King explains the process is simple in the end. It relies on a certification approach with a standard design that can be “rolled out lots of times”.

Retailers end up with a more demanding green store to rollout and this will put pressure on the property owners to provide a base building to match these aspirations.

“In the past 18 months we’ve worked with a series of organisations to get them into a position to do this and it’s falling into place,” King says.

The recent announcement that Kathmandu had signed up for a partnership with the GBCA was the hint. Next will be the serious wind-change.

“We’re now in a position where most of [the retailers] have a standard design and they know where they sit in relation to Green Star and are in a position to roll them out,” King said.

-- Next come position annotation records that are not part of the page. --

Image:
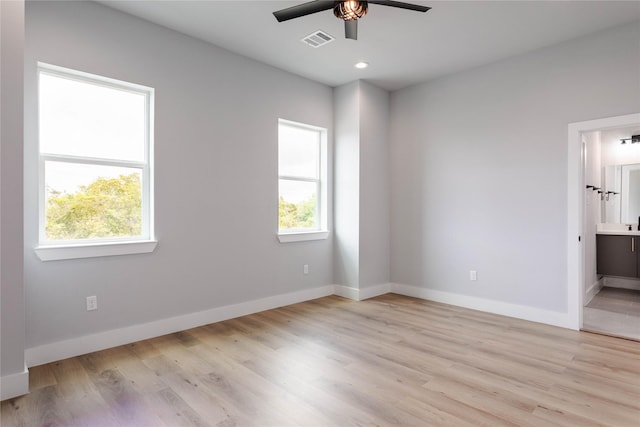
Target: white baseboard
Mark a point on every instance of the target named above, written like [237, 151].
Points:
[593, 290]
[87, 344]
[82, 345]
[538, 315]
[359, 294]
[14, 385]
[620, 282]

“We’ve been working in the retail property owner space but only with certain entities.

“For years we’ve had retailers coming to us and ask, ‘what can we do with Green Star?’ and until two years ago, we were not in a position to work with them.

“It’s taken these organisations a good 18 months.

“Now, we’re bringing the stars into alignment.

So who could these organisations be?

King is tight-lipped but playful; she doesn’t mind at all giving away a few hints.

“It could be a supermarket, banks… maybe we like all four banks, and a department store.”

Whichever department store, whichever supermarket chain, it will be sure to stir some competitive angst in the other, as witnessed in the recent price wars and the start of organic, cage free and sustainable produce starting to hit the supermarket shelves.

With the banks, it’s worth keeping in mind that these can roll out 200 new premises in a year, King says. There’s also NAB’s program to combine some of its retail premises with disaggregated office hubs for their staff so they don’t have to crowd into congested city centres every day and can work near home.

But to win the consumer game you need to understand the consumer mind. So the GBCA’s work with Republic of Everyone will be critical. [It’s worth downloading the group’s booklet on hero brands and how to create them, to get a gist of how these marketing gurus think].

King is one happy person right now: “We’re in the apartment space, the community space and now we’re in the retail space. We understand business-to-business and now we need to understand business to consumer.

“It’s a bit earlier than we wanted to talk about it but I think retail is waiting to blossom.”